Frederic ran into some similar messages where the scripts implicitly
assumed en_us locale, but his warnings were specific to rcutorture.

> The "improperly set" thingies are perhaps Kconfig on ARM64 setting some KVM
> options slightly differently. I have seen that before as well on this board.
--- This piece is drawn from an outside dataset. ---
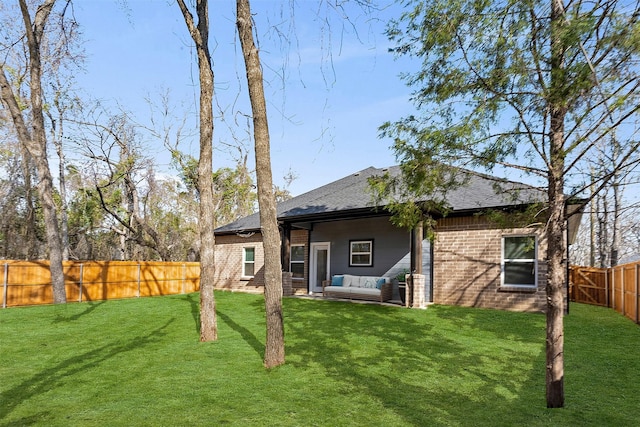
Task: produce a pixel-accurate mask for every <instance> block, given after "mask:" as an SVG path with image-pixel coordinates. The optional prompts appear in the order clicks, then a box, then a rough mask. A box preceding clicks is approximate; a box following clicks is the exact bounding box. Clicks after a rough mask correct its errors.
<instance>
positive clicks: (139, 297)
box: [137, 263, 140, 298]
mask: <svg viewBox="0 0 640 427" xmlns="http://www.w3.org/2000/svg"><path fill="white" fill-rule="evenodd" d="M137 297H138V298H140V263H138V295H137Z"/></svg>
Agreed, and one of the things on the long list is to allow arch-specific
settings for those options.

The CONFIG_SMP warnings are interesting, though.  Does arm64 disallow
!SMP builds?  ;-)

							Thanx, Paul
Joel Fernandes April 4, 2023, 5:01 p.m. UTC | #3
[..]
> > The "improperly set" thingies are perhaps Kconfig on ARM64 setting some KVM
> > options slightly differently. I have seen that before as well on this board.
>
> Agreed, and one of the things on the long list is to allow arch-specific
> settings for those options.
>
> The CONFIG_SMP warnings are interesting, though.  Does arm64 disallow
> !SMP builds?  ;-)

Yes, it looks like it. As per arch/arm64/Kconfig, CONFIG_SMP is always
'y' and cannot be set.

config SMP
        def_bool y

Thanks.
Paul E. McKenney April 4, 2023, 5:17 p.m. UTC | #4
On Tue, Apr 04, 2023 at 01:01:50PM -0400, Joel Fernandes wrote:
> [..]
> > > The "improperly set" thingies are perhaps Kconfig on ARM64 setting some KVM
> > > options slightly differently. I have seen that before as well on this board.
> >
> > Agreed, and one of the things on the long list is to allow arch-specific
> > settings for those options.
> >
> > The CONFIG_SMP warnings are interesting, though.  Does arm64 disallow
> > !SMP builds?  ;-)
> 
> Yes, it looks like it. As per arch/arm64/Kconfig, CONFIG_SMP is always
> 'y' and cannot be set.
> 
> config SMP
>         def_bool y

That would do it!  And of course this also explains the CONFIG_TINY_SRCU
complaints.

							Thanx, Paul